Assim, de acordo com estes autores, pode-se dizer que o estresse pode provocar
uma imunopatologia.
Segundo Mello (1999), atualmente a Psicossomática reconhece a
interdependência fundamental entre mente e corpo em todos os estágios de
doença e saúde. Não existem doenças com causas puramente psicológicas ou
puramente orgânicas. Assim, todas as doenças são psicossomáticas, pois
envolvem uma inter-relação mente-corpo.
A abordagem atual holista da Psicossomática, é coerente com a teoria e o
método psicoterápico proposto por Jung, embora a Psicologia Analítica não tenha
contribuído diretamente para a Psicossomática. Como propõe Ramos (1994), é
possível entender o fenômeno psicossomático através do modelo analítico. O
teste de Associação de Palavras, usado por Jung no início de sua carreira,
forneceu as bases para a compreensão do fenômeno mente-corpo. De acordo
com Hannah (2003 [1999]), Jung começou a trabalhar com o teste de Associação
de Palavras, criado pelo médico alemão Wilhelm Wundt, em 1904. Jung foi o
primeiro a investigar as perturbações surgidas nas reações às palavras indutoras,
constatando a conexão das respostas dadas a alterações fisiológicas, medidas por
um polígrafo, estabelecendo assim, uma relação indiscutível entre psique e corpo.
A partir destas experiências postulou o conceito de complexo, como um núcleo de
intensa carga afetiva que agrupa em torno de si conteúdos psíquicos, também
carregados de afetividade.
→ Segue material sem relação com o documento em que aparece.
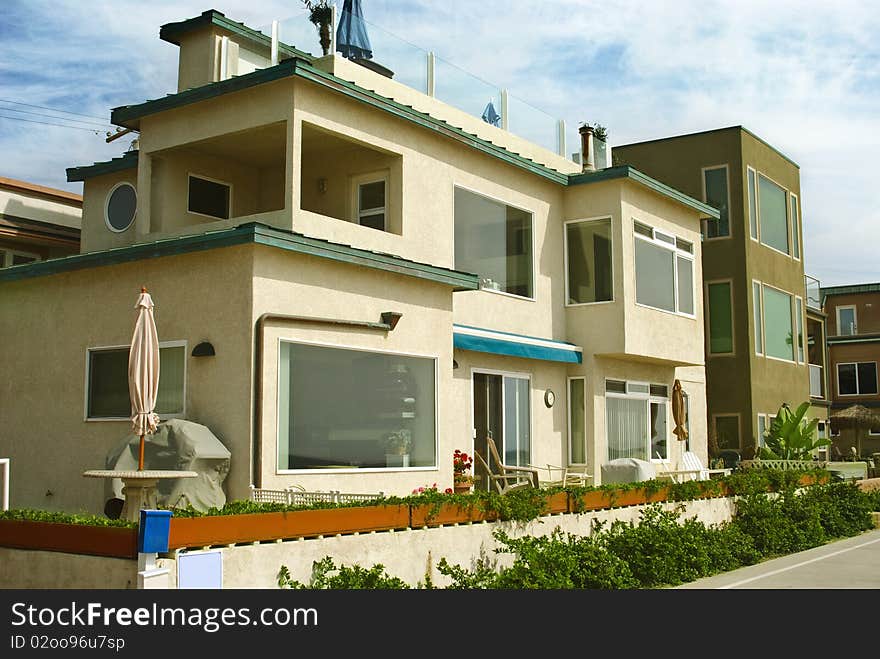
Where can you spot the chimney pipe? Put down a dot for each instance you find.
(587, 156)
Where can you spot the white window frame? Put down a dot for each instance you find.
(162, 344)
(855, 318)
(366, 179)
(732, 352)
(649, 398)
(794, 216)
(504, 374)
(792, 312)
(739, 428)
(568, 420)
(7, 254)
(858, 388)
(601, 218)
(726, 168)
(534, 296)
(657, 239)
(133, 217)
(359, 470)
(785, 190)
(229, 185)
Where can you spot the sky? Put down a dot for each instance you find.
(804, 76)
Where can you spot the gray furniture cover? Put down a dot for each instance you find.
(627, 470)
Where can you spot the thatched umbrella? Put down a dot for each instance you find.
(858, 418)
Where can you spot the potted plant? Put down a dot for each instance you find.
(462, 479)
(397, 447)
(321, 15)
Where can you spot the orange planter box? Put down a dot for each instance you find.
(113, 541)
(446, 514)
(232, 529)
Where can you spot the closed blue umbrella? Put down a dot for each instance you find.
(351, 35)
(490, 116)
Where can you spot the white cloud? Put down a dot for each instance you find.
(805, 76)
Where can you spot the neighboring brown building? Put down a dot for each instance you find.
(853, 329)
(37, 223)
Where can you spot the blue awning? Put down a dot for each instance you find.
(465, 337)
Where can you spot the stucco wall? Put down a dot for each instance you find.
(200, 296)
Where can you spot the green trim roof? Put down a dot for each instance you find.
(252, 232)
(631, 173)
(128, 161)
(171, 32)
(129, 115)
(849, 289)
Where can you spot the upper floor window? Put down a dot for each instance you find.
(778, 326)
(719, 297)
(494, 240)
(370, 196)
(209, 197)
(107, 381)
(846, 320)
(768, 213)
(9, 257)
(857, 379)
(664, 270)
(588, 258)
(715, 192)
Os complexos funcionam como uma entidade
inconsciente e autônoma e por isto são capazes de contrariar as intenções do
indivíduo. Tanto na neurose como na psicose, os sintomas de natureza somática
ou psíquica originam-se dos complexos.
Como afirma Ramos (1994) a psicologia junguiana, aborda a doença como
símbolo de um desequilíbrio psíquico provocado por um complexo que está
represando uma quantidade de energia suficiente para impedir o fluxo adequado e
necessário ao desenvolvimento da personalidade. A doença surge, então, como
uma oportunidade de elaboração de um complexo, que poderá restaurar o
equilíbrio intrapsíquico necessário à retomada do Processo de Individuação,
objetivo principal da psicologia junguiana.
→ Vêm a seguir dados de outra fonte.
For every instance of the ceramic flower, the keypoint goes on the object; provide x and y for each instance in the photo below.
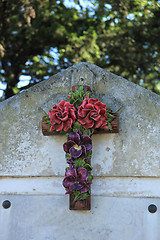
(92, 113)
(77, 144)
(76, 180)
(62, 116)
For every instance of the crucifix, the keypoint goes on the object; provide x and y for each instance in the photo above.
(80, 117)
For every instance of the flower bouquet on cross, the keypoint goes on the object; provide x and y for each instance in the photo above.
(79, 116)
Esta revisão dá força à crença da psicossomática, da
psiconeuroimunologia, e da psicologia junguiana de que psique e corpo se
constituem num todo indissolúvel que se influenciam mutuamente, reafirmando a
necessidade do trabalho transdisciplinar, no atendimento à saúde. Acreditamos,
que o equilíbrio psíquico resulta numa qualidade de vida mais satisfatória, e que
uma intervenção psicoterápica poderia favorecer o desenvolvimento de resiliência
nos indivíduos que a vivenciassem. Resiliência foi entendida de acordo com a
definição de Rutter (1993), como um caminho onde o indivíduo enfrenta e
ultrapassa uma situação nociva, com mudanças e sucessos. Ainda segundo
Grotberg (1999), é uma capacidade universal de superar as adversidades da vida
e ser fortalecido por elas. É parte do processo evolutivo e pode ser promovido
desde o nascimento. É um potencial humano, presente nos seres humanos em
todas as culturas e em todos os tempos.